Als je het geluidsniveau verder wilt beperken of de prestaties wilt verhogen, zijn er meer instellingen via AMD's Radeon-software. Klik in het systeemvak op de taakbalk op het pictogram Radeon-instellingen en kies 'Grafisch profiel'. Je hebt dan de keuze uit de profielen 'Prestaties optimaliseren', 'Gebalanceerd' en 'Beeldkwaliteit optimaliseren'. Je kunt ook je
eigen profiel creëren als je de Radeon-driversoftware opent. Ga daarin naar 'Spellen / Algemene instellingen / Algemeen WattMan' om een profiel te definiëren. Met het standaardprofiel 'Prestaties optimaliseren' stijgen het energieverbruik en de warmteontwikkeling nog verder, zonder dat de prestaties toenemen. Afhankelijk van hoe zeer het koelsysteem al tegen zijn grenzen zit, kan de vermeende optimalisatie zelfs contraproductief werken. Bij oververhitting wordt de gpu namelijk sterk afgeremd.
Conclusie
Als de prijzen nog verder dalen, wordt Vega eindelijk een beetje competitief – al lukt het niet om de beoogde tegenhangers van Nvidia te verslaan. De prestaties zijn vaak vergelijkbaar en ook al is Nvidia sneller, in de praktijk maakt het verschil niet uit. Bij Full HD zijn de framerates namelijk zo hoog dat het verschil er niet toe doet. En bij 4K met hoge details presteert ook de 'equivalente' GeForce-kaart zo slecht dat games niet speelbaar zijn.
De Vega-kaarten zijn eigenlijk vooral interessant als je een monitor hebt met FreeSync of een voorkeur hebt voor 'underdog' AMD. Dankzij FreeSync kunnen beelden in games vloeiender zijn dan met een vaste refreshrate. Snellere Radeon-kaarten blijven voorlopig uit, naar verwachting verschijnt de volgende gpu-generatie pas in de tweede helft van 2019.

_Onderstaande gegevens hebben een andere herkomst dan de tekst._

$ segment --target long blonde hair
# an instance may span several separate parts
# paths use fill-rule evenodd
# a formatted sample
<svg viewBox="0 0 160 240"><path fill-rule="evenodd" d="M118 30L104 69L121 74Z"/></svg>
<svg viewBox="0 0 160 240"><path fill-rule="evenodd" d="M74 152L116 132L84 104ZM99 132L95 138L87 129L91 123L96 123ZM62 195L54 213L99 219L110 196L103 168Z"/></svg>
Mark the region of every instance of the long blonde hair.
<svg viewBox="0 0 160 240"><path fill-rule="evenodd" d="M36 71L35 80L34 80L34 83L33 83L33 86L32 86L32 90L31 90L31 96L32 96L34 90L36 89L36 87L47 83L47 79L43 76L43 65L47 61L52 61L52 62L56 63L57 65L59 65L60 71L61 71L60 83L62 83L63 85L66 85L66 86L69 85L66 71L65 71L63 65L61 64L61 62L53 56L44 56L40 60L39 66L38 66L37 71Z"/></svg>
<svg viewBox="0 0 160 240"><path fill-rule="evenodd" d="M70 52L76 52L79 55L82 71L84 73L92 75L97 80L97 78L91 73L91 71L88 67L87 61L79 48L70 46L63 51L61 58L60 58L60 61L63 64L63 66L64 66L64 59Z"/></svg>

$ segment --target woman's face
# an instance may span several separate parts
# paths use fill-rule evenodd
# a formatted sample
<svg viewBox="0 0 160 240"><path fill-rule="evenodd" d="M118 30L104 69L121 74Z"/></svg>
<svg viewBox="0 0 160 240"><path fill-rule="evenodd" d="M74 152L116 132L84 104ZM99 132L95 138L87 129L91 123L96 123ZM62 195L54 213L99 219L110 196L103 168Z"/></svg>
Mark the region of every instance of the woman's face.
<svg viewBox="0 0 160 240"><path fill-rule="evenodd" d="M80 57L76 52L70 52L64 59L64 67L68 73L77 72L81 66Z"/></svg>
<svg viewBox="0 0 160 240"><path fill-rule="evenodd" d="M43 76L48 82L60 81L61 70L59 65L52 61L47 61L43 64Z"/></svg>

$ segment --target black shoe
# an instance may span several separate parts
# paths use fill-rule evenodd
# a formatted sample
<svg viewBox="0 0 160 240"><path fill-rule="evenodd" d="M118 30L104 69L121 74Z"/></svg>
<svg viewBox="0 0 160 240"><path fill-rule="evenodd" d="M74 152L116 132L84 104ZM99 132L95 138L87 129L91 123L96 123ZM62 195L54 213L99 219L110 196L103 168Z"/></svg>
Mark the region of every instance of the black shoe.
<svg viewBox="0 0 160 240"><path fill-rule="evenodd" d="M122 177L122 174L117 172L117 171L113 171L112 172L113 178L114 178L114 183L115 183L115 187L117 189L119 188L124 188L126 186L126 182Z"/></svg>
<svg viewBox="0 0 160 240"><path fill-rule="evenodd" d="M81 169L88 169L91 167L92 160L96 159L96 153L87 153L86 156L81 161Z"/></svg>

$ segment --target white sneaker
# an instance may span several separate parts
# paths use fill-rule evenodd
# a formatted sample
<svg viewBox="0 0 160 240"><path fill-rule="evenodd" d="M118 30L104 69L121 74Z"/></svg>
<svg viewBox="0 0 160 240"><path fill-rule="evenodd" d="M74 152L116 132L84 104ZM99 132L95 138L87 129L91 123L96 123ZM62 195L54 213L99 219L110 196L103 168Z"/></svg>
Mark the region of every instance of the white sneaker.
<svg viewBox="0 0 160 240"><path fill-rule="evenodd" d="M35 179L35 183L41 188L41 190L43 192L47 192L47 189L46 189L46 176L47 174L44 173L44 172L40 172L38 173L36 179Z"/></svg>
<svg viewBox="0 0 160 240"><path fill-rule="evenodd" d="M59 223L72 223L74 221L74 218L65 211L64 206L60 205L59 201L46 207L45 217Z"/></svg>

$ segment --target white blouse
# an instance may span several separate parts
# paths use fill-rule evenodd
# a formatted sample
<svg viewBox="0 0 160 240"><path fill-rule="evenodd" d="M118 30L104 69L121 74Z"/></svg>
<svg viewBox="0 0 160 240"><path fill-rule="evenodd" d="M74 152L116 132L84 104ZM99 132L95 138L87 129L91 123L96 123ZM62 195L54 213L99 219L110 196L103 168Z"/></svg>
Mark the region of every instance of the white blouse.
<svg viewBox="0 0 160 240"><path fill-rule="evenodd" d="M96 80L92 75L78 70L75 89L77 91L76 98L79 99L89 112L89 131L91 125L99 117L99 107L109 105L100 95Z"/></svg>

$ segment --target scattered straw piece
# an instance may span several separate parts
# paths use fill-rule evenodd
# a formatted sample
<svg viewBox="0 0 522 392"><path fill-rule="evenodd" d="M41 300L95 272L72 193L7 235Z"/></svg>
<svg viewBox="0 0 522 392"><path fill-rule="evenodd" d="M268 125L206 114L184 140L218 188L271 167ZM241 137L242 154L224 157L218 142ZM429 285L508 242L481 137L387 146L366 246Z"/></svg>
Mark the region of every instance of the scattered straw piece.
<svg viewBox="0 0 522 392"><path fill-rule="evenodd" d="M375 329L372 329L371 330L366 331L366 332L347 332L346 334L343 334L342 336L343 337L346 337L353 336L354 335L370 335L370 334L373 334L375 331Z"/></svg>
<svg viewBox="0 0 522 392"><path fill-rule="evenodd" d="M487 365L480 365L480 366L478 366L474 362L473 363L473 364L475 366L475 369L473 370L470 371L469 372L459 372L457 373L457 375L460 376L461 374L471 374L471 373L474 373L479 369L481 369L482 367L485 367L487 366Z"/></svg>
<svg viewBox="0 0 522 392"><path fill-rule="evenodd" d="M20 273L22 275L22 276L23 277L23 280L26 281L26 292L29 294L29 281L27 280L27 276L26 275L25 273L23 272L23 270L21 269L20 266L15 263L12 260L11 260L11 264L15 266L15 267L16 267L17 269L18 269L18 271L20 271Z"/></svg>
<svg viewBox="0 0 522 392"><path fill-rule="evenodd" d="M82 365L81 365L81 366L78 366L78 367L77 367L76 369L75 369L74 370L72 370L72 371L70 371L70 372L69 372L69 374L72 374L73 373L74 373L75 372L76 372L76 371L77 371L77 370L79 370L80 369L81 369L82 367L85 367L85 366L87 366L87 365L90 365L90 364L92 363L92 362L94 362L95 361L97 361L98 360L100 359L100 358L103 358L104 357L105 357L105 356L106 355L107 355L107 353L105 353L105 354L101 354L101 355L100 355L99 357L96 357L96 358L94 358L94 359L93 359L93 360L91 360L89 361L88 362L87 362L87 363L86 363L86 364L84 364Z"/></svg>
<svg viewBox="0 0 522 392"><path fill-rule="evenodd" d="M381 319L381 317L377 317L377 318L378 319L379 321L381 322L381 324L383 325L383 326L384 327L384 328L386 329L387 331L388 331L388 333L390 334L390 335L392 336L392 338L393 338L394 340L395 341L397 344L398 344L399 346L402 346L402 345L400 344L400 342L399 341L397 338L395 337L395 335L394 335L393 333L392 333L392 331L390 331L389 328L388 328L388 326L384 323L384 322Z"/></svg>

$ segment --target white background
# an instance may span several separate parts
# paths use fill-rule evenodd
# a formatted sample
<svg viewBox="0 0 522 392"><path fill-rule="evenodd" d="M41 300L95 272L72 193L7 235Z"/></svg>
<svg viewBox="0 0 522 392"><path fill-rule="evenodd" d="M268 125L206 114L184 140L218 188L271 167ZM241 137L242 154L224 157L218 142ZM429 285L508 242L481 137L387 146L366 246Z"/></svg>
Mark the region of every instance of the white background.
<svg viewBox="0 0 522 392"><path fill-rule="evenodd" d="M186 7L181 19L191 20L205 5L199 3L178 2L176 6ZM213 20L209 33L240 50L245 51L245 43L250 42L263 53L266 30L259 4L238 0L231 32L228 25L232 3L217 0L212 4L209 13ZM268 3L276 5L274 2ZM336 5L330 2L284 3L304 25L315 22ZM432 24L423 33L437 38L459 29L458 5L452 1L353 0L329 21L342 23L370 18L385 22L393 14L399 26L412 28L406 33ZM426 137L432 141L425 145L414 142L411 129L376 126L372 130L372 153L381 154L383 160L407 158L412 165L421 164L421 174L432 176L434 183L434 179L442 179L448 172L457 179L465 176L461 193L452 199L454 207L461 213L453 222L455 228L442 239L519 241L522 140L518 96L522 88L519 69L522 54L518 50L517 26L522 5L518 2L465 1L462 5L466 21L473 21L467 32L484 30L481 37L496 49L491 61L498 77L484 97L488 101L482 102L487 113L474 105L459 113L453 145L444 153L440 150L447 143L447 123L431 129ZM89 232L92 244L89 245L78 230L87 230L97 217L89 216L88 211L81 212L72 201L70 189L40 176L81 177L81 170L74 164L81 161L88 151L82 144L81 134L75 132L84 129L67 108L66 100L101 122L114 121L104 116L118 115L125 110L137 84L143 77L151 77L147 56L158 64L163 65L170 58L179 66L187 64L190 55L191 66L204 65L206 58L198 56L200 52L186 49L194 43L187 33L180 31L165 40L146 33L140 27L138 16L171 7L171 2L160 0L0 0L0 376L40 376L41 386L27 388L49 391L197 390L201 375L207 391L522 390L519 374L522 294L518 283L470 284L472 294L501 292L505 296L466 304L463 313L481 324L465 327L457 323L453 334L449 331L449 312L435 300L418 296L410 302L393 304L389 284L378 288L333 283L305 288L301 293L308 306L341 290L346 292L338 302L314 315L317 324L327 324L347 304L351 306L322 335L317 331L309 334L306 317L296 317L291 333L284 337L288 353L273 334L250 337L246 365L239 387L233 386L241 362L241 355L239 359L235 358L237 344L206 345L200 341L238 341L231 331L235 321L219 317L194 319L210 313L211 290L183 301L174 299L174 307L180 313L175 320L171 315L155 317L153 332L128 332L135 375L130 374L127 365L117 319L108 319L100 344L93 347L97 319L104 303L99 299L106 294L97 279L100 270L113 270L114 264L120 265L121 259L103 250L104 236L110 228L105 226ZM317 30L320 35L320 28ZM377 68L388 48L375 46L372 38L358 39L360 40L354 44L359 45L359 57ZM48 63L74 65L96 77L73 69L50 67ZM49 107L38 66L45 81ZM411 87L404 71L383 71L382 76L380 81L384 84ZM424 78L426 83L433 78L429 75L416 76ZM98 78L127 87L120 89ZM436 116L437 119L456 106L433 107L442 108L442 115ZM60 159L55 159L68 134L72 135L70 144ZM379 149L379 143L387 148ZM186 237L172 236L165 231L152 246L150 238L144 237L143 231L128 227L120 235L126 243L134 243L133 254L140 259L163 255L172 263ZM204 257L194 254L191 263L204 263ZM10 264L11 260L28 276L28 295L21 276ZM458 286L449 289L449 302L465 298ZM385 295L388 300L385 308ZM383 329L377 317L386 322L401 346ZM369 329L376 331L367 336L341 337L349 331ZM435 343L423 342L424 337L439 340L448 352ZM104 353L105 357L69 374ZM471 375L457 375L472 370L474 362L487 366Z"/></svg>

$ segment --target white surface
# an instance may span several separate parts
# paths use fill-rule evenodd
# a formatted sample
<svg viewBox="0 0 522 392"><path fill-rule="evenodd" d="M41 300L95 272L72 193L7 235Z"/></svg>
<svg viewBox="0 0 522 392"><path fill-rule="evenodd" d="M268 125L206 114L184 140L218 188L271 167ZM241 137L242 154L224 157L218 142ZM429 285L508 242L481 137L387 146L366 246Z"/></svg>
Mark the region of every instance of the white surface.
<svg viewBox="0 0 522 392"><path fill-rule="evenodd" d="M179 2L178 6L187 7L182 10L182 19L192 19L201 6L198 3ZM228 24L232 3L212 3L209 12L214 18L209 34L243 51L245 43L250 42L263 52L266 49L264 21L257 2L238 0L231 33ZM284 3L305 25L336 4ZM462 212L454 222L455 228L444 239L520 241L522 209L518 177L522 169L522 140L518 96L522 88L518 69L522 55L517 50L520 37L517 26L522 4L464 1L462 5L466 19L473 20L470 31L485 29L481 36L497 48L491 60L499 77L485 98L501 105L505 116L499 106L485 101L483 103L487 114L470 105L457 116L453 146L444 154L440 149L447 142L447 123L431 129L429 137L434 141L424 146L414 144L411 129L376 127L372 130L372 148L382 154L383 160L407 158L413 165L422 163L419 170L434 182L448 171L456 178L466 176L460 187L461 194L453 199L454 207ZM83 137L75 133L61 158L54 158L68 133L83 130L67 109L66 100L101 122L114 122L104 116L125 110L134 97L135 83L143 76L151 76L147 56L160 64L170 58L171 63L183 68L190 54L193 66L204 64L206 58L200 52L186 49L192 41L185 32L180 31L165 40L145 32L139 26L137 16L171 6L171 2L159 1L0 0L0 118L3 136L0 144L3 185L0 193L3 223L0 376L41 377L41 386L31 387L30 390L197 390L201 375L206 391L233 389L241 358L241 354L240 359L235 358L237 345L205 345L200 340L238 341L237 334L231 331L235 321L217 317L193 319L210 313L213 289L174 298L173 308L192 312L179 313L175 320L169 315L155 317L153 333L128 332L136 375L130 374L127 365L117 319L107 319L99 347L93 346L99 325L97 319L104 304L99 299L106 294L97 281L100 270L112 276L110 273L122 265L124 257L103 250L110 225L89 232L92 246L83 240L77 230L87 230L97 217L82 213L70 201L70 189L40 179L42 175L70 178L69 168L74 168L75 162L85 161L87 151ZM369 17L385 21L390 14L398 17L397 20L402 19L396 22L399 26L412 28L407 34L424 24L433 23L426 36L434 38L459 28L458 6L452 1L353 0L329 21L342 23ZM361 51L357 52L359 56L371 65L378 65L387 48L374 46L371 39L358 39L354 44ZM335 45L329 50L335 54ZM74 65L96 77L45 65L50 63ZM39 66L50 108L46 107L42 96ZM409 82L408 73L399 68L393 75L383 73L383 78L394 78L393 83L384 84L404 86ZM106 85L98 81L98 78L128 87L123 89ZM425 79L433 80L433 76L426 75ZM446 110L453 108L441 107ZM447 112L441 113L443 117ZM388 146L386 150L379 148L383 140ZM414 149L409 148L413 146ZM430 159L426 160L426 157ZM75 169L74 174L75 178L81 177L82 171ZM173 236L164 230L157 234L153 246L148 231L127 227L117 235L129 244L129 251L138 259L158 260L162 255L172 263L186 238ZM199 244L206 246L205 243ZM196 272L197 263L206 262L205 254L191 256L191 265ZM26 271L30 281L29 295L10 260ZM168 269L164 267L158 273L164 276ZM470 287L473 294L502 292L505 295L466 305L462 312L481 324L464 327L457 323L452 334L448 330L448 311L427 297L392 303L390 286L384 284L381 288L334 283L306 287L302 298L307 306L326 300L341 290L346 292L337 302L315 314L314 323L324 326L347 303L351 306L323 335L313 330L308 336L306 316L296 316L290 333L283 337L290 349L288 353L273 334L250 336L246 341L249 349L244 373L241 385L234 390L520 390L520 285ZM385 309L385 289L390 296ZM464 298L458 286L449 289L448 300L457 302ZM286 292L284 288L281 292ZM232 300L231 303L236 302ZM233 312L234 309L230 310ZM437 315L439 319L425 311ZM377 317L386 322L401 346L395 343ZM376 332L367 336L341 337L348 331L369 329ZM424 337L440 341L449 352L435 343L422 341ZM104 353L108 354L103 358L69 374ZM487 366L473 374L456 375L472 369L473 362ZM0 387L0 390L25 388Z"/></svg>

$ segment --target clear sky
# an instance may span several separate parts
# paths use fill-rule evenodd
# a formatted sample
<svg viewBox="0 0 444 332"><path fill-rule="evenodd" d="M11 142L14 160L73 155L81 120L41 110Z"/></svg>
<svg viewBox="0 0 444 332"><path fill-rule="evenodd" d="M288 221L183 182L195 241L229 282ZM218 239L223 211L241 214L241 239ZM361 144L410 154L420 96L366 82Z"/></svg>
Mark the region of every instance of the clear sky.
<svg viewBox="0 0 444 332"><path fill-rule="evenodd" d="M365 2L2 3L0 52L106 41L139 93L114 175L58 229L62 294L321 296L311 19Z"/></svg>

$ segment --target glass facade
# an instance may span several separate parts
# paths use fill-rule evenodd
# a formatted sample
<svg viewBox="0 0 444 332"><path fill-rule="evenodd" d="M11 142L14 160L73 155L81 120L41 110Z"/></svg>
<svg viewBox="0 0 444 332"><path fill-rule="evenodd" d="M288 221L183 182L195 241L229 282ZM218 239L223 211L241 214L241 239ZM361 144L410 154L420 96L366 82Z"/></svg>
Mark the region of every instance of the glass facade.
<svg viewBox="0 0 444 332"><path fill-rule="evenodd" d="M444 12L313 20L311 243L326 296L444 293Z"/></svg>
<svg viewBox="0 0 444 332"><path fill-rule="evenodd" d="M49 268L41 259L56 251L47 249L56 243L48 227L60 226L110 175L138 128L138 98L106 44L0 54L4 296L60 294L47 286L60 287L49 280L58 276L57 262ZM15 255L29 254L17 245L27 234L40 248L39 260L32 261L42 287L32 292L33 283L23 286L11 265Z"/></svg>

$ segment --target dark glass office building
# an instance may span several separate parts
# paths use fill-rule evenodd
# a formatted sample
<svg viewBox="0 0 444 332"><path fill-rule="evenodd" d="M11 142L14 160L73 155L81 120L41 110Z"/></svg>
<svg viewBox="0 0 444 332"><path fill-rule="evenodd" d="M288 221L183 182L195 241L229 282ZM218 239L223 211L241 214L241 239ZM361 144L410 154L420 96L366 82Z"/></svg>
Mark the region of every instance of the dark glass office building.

Bij de Vega 56-modellen valt de Powercolor Radeon RX Vega 56 op met een relatief laag energieverbruik en fluisterstille werking. Het is ook een van de goedkopere Vega-kaarten. De Sapphire Nitro+ Radeon RX Vega 64 is niet alleen een van de snelste AMD-kaarten, maar ook een van de stilste. Helaas is hij met een winkelprijs van tegen de 600 euro erg duur. Voor een grafische kaart met Nvidia's GTX 1080 betaal je (vele) tientjes minder, terwijl die bij de meeste games duidelijk beter presteert.
Voor welk model je ook kiest, je kunt het beste meteen overschakelen op het silent-BIOS. Je krijgt dan een lager energieverbruik en meestal ook minder geluid, terwijl het prestatieverschil eigenlijk verwaarloosbaar is.